L’approche esthétique de la montagne est exprimée dans son discours au Club Alpin en 1897, « à quoi tient la beauté des montagnes », mais aussi à travers ses multiples dessins et aquarelles qui représentent les grands paysages des Pyrénées mais aussi des Alpes, ou encore des côtes françaises. Dans la rubrique, le dessin du géographe N°9, J-M. Pinet a évoqué cette recherche d’une vision exacte du paysage dans une ambiance plutôt romantique avec l’image majestueuse du Pic du Vignemale.

 

L’approche du géographe s’est doublée d’une recherche de cartographie exacte de la montagne.

Les tours d’horizon réalisés par Franz Schrader dans les Pyrénées aragonaises et catalanes allient une vision précise et construite à un regard esthétique du paysage. Une série de 24 feuilles a été tracée dans les Pyrénées aragonaises et catalanes, sur le versant espagnol de la chaîne où ce géographe a mené de nombreuses ascensions d’exploration et de cartographie entre 1873 et 1898.

 

Il s’agit de panoramas organisés sur un horizon circulaire. Ces dessins ont été exécutés à partir d’un point culminant offrant une vue dégagée sur les vallées et les sommets environnants.  Le paysage se déroule à 360°. Chaque élément est placé à sa distance relative et dans son azimut.

Fig. 1 : Panorama circulaire du Pic de Malibierne relevé le 23 aout 1878 Frantz Schrader. Feuille XIII

Le tour d’horizon du Pico de Vallibierna (3062m), embrasse le secteur de Benasque, dans les Pyrénées centrales aragonaises.   Le premier plan du sommet reste une tache blanche aux pieds de l’observateur, surmonté par les gros rochers du sommet annexe. Les plans moyens s’organisent entre les vallées profondes (les rio Esera et Vallibierne à l’Ouest, la Noguera à l’Est) et les longues échines et crêtes plus ou moins effilées. Vers les lointains un repérage précis place les différents sommets de la Maladeta au Nord-Nord-Est, les montagnes du Parc national d’Aigües Tortes à l’Est, les crêtes de Galinero et du Pico Cibboles au Sud. A peine marqué au-dessus de l’horizon, au Nord-Ouest, s’esquisse à grande distance, la silhouette du Mont Perdu.

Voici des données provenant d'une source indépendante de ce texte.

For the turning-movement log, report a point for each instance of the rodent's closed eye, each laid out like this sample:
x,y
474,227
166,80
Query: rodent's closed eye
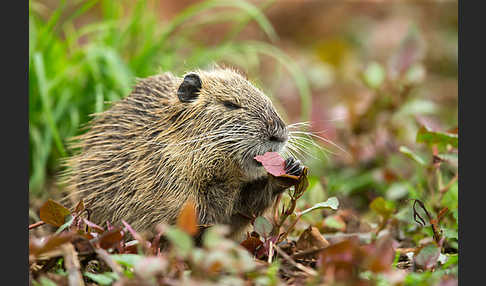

Fig.2 : Carte actuelle du Pico de Vallibierne et de la vallée de Benasque. Source: IGN

 

Cette vue panoramique suit le regard circulaire du géographe parvenu au sommet de la montagne. Elle est réalisée à l’aide d’un appareil de topographie mis au point par Franz Schrader, l’orographe. Une lunette de visée inclinable, montée sur un plateau circulaire permet de tracer les différents plans du paysage en relevant avec précision les angles, les directions et les distances.

 

Le tour d’horizon construit ainsi une image originale qui s’intègre à la fois dans une démarche de cartographe soucieux de triangulation exacte, et dans les représentations esthétiques du grimpeur infatigable.

 

Fig.3 : Un modèle d’orographe

 

 

Fig.4 : la construction d’un tour d’horizon par relèvements successifs et mise en place des plans successifs par l’orographe (Schéma de Franz Schrader).

 

 

Fig.5 : exemple de schéma de repérage dans le panorama du cirque de Troumouse (Croquis Franz Schrader).

 

 

Fig. 6 : Le cirque de Troumouse, l’image oblique Google Earth peut être comparée au croquis de Schrader. Le cirque de Troumouse offre une vaste échancrure dans la crête des Pyrénées Atlantiques. Il fait partie, avec les cirques de Gavarnie et d’Estaubé, des trois grands amphithéâtres situés à l’amont du Gave de Pau. On reconnait la longue crête qui ferme le cirque au-dessus d’un vaste replat, et la profonde entaille du Gave de Héas. Les relevés d’altitude du croquis diffèrent légèrement des données géodésiques de l’IGN. Le petit glacier figuré par Franz Schrader des désormais réduit à un simple plaquage de glace sous le pic de la Munia.

 

La perspective de ces panoramas circulaires est singulière. Elle se démarque des dessins de paysages tracés dans une construction linéaire à partir de lignes de fuite. Les différents plans s’organisent suivant des arcs de cercles concentriques. Les crêtes les plus hautes arrêtent le regard, tandis que les échines plus basses forment des lignes courbes qui laissent deviner le réseau de vallées.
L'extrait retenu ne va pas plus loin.